Fold each himo piece in half, lengthwise, and press. (Turn in ends 1/2″ to prevent raw edges.) Then open the piece, and press each side in to the pressed center line, so that the himo is now creased in quarters, lengthwise. Fold closed again.
If your fabric is rather light, you may wish to interface your himo, as they will take some strain. My linen-blend is perfectly fine without reinforcement, so use your own judgment.
You should now have two long sturdy strips folded into quarters, with no raw edges showing, and it should be able to open and close like a book.
If you’re making early-era hakama, you may skip this section!
My back width is 9″, so I’ve cut a 9″ wide piece for my koshi-ita. Some people like to use interfacing, EVA foam, stiffened cardboard, needlepoint plastic, polystyrene…. As much as I like being historically correct, I like modern machine washing better, and so I’ve cut a piece of vinyl flooring, which will provide sufficient stiffness and will also weather machine washing; and I can sew it in permanently.
Cut two fabric pieces to fit a stiffener appropriate to your body size, giving yourself seam allowance on all sides with at least a full inch on the bottom.
Lay a himo across the koshi-ita, one inch above the bottom edge. Mark the top of the himo on either side (I used pencil). Now stitch from the first mark, up one side, across the shorter edge of the trapezoid, and down to the other mark, leaving the himo‘s path and the base open.
Replace the himo and fold back the rear trapezoid so that you can stitch the himo in place through only the top layer of the koshi-ita trapezoid.
Cut two triangles to layer over the koshi-ita. These appear to vary slightly by period or style, so be sure to check your references again! They are a bit hard to see in the photo, so I have outlined one in red.
Press back 1/2″ of the triangles to make clean edges. I invisibly top-stitched the triangles on (through top layer only!) to keep them flat and smooth; you might also slip-stitch between the large piece and the pressed edges.
Stitch along the outside edges, with the non-triangle trapezoid safely folded out of the way, to secure the himo in place. The rear himo is the shorter of the two! Be sure to align the centers.
My photo is not quite right because I erred here; my himo should have run between the triangles and trapezoid, but I was doing this very late at night and mistakenly put it inside instead. It’s not a big deal here, but if you want a bit of himo peeking out between the triangles as some styles do, be sure to stay awake during this part.
Also, I have an extra layer or two in my photos, because I was using a white, coarse-weave fabric over a black stiffener and I didn’t want the dark color showing through or highlighting edges. But I think the gist is clear enough.

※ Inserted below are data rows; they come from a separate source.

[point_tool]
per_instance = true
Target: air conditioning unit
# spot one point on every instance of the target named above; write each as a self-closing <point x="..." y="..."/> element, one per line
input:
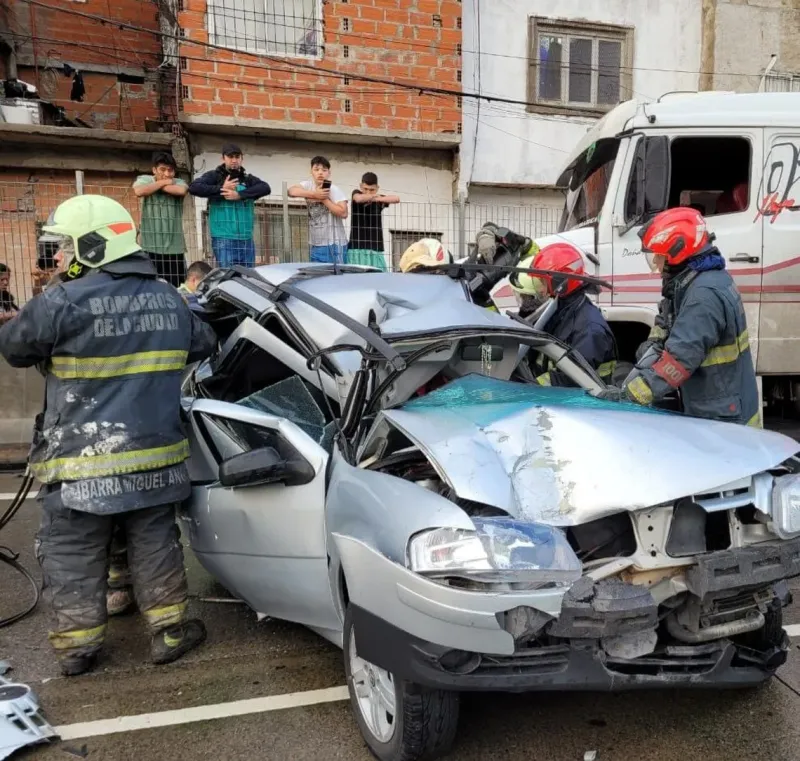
<point x="20" y="111"/>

Press in a seam allowance on the remaining (non-triangle) trapezoid. In the end, you should have something that looks somewhat like this. (Yep, you’ve caught me using selvage in my seam allowance. Busted.)
Now we just have to attach the himo!
Back himo, if you have a koshi-ita
Place the koshi-ita against the hakama, right sides together (pleats against triangles). Pin in place, along with pinning the himo closed.
(Now would be a very good time to insert the koshi-ita stiffening material. Only a complete moron would do this late at night and forget the insert, finishing the hakama beautifully only to discover that she had to rip it apart because she had forgotten the insert. Seriously, don’t be that person. /facepalm/)
Edge-stitch the length of the himo and koshi-ita, stitching them securely together. Turn down the remaining trapezoid and hand-finish by slip-stitching, or edge-stitch invisibly if possible.
Front himo, or both if you don’t have a koshi-ita
The front himo is the longer of the two. Place the pleated waist into the fold of the himo, being sure to align the centers. Close the himo and pin in place, continuing along the length of the himo. Edge-stitch.
And that’s it! If you haven’t finished the bottom hems or side seams, do that now. Otherwise, your hakama are ready to wear!
Now all that’s left is to practice tying appropriate knots!